For the investigation, scientists compared 448 MACS participants who became infected with HIV since 1984. The researchers grouped the men according to disease progression: 20 developed AIDS in less than three years; 24, in three to five years; 30, in more than five years; and 81 who have not developed AIDS in at least six years.
The men who developed AIDS in less than three years had the greatest decline in percent of lymphocytes and in CD4+ T cells. HIV targets and kills CD4+ T cells. These men and those who developed AIDS in three to five years had similar declines in platelets. AIDS-free men had the smallest declines in two proteins produced by immune system cells, neopterin and microglobins.
"Characteristics of Seroconverters Who Rapidly Progress to AIDS." Alfred Saah, M.D., M.P.H., N. Galai, John P. Phair, M.D., L. Park, Charles R. Rinaldo, Jr. Ph.D., Roger Detels, and the MACS, Johns Hopkins University, Baltimore, Md.
Markers of AIDS-Free Time Poster, Tuesday, June 8, 11:13 a.m. (5:30 a.m. EDT)

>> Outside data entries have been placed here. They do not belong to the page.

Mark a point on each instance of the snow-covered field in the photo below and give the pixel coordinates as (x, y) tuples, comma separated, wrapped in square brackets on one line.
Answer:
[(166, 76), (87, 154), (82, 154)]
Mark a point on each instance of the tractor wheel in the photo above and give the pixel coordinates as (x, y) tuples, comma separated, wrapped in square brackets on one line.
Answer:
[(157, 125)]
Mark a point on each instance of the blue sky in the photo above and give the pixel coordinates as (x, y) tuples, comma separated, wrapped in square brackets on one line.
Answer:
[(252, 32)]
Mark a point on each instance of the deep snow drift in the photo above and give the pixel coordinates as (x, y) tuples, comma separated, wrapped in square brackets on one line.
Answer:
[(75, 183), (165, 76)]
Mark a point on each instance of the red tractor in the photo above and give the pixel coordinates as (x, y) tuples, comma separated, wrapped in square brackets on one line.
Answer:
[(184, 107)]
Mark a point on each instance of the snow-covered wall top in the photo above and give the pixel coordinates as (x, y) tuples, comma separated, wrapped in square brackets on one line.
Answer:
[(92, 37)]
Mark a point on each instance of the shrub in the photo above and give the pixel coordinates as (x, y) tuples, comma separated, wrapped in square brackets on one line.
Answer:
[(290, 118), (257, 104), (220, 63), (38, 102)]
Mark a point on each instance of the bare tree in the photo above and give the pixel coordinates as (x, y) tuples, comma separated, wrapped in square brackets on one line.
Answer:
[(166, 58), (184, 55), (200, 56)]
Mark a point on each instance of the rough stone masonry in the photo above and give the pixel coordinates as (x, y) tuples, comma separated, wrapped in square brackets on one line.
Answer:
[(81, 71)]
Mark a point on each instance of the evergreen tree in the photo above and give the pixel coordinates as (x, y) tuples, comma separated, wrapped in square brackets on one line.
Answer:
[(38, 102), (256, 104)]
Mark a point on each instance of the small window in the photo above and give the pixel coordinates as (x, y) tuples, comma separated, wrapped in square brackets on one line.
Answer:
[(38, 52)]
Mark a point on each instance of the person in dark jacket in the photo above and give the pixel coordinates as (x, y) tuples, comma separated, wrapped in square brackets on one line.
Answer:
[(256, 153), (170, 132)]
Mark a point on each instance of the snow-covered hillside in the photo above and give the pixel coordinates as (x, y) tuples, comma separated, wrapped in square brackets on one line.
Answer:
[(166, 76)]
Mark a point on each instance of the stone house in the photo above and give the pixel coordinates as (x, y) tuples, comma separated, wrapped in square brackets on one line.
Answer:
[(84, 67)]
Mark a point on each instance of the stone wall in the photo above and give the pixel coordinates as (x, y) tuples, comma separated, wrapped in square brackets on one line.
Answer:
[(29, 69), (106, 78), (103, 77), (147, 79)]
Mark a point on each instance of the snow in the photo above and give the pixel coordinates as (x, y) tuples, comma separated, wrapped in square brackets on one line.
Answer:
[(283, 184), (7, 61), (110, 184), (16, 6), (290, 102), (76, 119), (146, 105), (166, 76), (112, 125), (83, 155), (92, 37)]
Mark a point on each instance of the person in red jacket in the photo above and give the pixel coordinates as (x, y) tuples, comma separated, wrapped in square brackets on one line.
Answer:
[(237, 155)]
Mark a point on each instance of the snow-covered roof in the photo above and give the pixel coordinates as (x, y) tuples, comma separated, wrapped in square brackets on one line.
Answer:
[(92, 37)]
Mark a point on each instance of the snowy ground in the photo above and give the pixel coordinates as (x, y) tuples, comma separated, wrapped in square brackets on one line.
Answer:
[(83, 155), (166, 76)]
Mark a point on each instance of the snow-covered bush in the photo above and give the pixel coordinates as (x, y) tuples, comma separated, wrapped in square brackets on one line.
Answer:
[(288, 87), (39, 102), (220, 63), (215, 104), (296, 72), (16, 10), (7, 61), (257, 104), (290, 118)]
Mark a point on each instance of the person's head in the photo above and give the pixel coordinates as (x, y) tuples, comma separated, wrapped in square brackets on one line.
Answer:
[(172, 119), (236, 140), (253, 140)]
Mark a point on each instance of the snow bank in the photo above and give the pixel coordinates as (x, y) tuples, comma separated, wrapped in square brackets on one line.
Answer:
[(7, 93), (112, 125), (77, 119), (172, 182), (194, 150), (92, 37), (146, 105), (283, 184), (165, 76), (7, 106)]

Measurements of certain factors in the blood of HIV-infected men can help scientists determine the amount of AIDS-free time a person might have, according to NIAID-supported scientists.
In the MACS investigation, researchers examined four groups of HIV-infected men: those who became HIV-infected during MACS and developed AIDS in less than three years, those who became HIV-infected but did not develop AIDS after six years or more, those who entered the study with HIV infection but did not have any declines in the immune system cell, CD4+ T cell, which HIV targets and kills, and those already infected who have had a moderate drop in CD4+ T cells during the six years of follow-up.
The scientists found the HIV protein, p24, in only 17 percent of the men who did not develop AIDS compared to 55 percent of those who developed AIDS rapidly. Similarly, 10 percent of the men with stable CD4+ T cells had measurable p24 compared to 40 percent of those with moderate declines. Furthermore, AIDS-free men had higher levels of antibodies against p24. Measures of viral RNA confirmed the findings.
"Serologic Predictors of AIDS-Free Time and Markers of Progression to Disease: A MACS Report." Homayoon Farzadegan, Dennis Henrard, Cindy Black, Anne Voltz, Alfred Saah, John P. Phair, et al., Multicenter AIDS Cohort Study, Baltimore, Md., and Abbott Laboratories, Chicago, Ill.